The goal of this article is to teach you how to use price to earnings ratios (P/E ratios). We'll show how you can use Alpha Pro Tech, Ltd.'s (NYSEMKT:APT) P/E ratio to inform your assessment of the investment opportunity. Alpha Pro Tech has a price to earnings ratio of 14.56, based on the last twelve months. That corresponds to an earnings yield of approximately 6.9%.
How Do I Calculate A Price To Earnings Ratio?
The formula for P/E is:
Price to Earnings Ratio = Price per Share ÷ Earnings per Share (EPS)
Or for Alpha Pro Tech:
P/E of 14.56 = $3.60 ÷ $0.25 (Based on the trailing twelve months to September 2019.)
Is A High Price-to-Earnings Ratio Good?
A higher P/E ratio implies that investors pay a higher price for the earning power of the business. That is not a good or a bad thing per se, but a high P/E does imply buyers are optimistic about the future.
Does Alpha Pro Tech Have A Relatively High Or Low P/E For Its Industry?
We can get an indication of market expectations by looking at the P/E ratio. We can see in the image below that the average P/E (20.3) for companies in the building industry is higher than Alpha Pro Tech's P/E.
This suggests that market participants think Alpha Pro Tech will underperform other companies in its industry. Many investors like to buy stocks when the market is pessimistic about their prospects. If you consider the stock interesting, further research is recommended. For example, I often monitor director buying and selling.
How Growth Rates Impact P/E Ratios
P/E ratios primarily reflect market expectations around earnings growth rates. When earnings grow, the 'E' increases, over time. That means unless the share price increases, the P/E will reduce in a few years. A lower P/E should indicate the stock is cheap relative to others -- and that may attract buyers.
Alpha Pro Tech saw earnings per share improve by -9.6% last year. And earnings per share have improved by 10% annually, over the last five years.
Don't Forget: The P/E Does Not Account For Debt or Bank Deposits
The 'Price' in P/E reflects the market capitalization of the company. That means it doesn't take debt or cash into account. The exact same company would hypothetically deserve a higher P/E ratio if it had a strong balance sheet, than if it had a weak one with lots of debt, because a cashed up company can spend on growth.
Such spending might be good or bad, overall, but the key point here is that you need to look at debt to understand the P/E ratio in context.
How Does Alpha Pro Tech's Debt Impact Its P/E Ratio?
With net cash of US$5.5m, Alpha Pro Tech has a very strong balance sheet, which may be important for its business. Having said that, at 12% of its market capitalization the cash hoard would contribute towards a higher P/E ratio.
The Verdict On Alpha Pro Tech's P/E Ratio
Alpha Pro Tech trades on a P/E ratio of 14.6, which is below the US market average of 18.3. EPS was up modestly better over the last twelve months. And the healthy balance sheet means the company can sustain growth while the P/E suggests shareholders don't think it will.
Investors have an opportunity when market expectations about a stock are wrong. If it is underestimating a company, investors can make money by buying and holding the shares until the market corrects itself.
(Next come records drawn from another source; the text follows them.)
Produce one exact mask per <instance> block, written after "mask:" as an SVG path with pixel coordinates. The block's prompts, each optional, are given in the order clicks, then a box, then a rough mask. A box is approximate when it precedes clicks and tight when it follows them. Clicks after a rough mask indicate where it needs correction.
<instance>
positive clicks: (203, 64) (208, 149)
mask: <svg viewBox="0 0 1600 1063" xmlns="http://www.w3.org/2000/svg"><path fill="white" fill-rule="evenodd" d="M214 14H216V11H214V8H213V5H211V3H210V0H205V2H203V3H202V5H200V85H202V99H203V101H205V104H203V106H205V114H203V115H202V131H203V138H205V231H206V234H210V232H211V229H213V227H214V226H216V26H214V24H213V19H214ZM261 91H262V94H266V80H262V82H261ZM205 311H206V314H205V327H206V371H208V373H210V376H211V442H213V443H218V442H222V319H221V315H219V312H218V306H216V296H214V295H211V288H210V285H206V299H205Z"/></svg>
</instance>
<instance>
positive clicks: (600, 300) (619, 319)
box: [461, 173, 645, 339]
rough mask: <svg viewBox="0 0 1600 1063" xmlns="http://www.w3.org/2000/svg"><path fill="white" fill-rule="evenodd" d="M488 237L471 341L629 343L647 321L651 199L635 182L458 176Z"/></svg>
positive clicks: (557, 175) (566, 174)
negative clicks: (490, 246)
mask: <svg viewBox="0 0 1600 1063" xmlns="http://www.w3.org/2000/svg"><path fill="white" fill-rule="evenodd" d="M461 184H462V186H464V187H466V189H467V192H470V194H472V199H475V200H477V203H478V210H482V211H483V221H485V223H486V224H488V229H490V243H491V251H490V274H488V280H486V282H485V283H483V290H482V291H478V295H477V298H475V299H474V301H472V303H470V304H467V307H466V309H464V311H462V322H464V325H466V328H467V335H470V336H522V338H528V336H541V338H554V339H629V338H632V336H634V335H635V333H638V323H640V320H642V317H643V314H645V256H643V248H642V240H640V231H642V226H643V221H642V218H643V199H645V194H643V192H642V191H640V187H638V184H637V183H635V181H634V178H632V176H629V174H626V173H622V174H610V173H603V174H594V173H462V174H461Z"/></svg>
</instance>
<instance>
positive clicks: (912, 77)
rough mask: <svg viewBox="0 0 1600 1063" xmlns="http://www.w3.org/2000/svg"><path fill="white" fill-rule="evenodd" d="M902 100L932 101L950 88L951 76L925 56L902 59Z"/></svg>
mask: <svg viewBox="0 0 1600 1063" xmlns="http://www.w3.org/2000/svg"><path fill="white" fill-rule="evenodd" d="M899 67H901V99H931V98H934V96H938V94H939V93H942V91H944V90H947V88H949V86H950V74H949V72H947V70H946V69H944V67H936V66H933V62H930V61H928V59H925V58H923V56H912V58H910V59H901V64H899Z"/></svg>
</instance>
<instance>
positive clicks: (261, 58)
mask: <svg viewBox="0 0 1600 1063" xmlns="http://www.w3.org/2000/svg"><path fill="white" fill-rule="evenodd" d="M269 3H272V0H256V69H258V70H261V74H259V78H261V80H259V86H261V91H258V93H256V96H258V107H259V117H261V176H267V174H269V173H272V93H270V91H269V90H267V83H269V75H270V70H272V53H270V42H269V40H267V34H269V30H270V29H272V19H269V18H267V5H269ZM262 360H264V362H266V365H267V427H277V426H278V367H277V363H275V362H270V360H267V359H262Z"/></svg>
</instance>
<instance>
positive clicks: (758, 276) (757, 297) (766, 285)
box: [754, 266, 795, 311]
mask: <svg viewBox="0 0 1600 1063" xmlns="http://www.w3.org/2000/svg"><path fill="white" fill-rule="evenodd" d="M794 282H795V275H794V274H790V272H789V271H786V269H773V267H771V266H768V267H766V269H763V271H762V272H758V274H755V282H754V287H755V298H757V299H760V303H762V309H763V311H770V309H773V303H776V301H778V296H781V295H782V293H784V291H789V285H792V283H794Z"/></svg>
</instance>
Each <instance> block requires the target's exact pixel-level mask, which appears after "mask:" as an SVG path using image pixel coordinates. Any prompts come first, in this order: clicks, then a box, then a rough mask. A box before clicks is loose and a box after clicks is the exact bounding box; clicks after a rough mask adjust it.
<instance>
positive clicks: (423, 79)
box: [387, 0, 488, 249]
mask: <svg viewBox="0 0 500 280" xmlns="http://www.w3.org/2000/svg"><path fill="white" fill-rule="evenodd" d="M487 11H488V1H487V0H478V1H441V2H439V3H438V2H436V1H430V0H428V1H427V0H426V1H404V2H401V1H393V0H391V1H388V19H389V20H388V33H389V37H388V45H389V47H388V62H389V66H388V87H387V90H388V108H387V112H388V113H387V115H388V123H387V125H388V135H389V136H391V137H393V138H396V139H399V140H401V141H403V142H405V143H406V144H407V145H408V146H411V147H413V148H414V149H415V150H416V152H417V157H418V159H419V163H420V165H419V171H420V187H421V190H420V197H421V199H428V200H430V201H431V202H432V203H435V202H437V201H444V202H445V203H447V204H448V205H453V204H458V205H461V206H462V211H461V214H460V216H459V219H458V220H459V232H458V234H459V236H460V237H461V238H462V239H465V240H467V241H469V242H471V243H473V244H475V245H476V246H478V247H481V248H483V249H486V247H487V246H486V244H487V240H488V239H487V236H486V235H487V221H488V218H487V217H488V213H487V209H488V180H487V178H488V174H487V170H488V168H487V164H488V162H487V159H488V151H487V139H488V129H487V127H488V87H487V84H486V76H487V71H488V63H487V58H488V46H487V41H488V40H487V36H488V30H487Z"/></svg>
Although we don't have analyst forecasts you could get a better understanding of its growth by checking out this more detailed historical graph of earnings, revenue and cash flow.
You might be able to find a better buy than Alpha Pro Tech. If you want a selection of possible winners, check out this free list of interesting companies that trade on a P/E below 20 (but have proven they can grow earnings).
We aim to bring you long-term focused research analysis driven by fundamental data. Note that our analysis may not factor in the latest price-sensitive company announcements or qualitative material.
If you spot an error that warrants correction, please contact the editor at email@example.com. This article by Simply Wall St is general in nature. It does not constitute a recommendation to buy or sell any stock, and does not take account of your objectives, or your financial situation. Simply Wall St has no position in the stocks mentioned. Thank you for reading.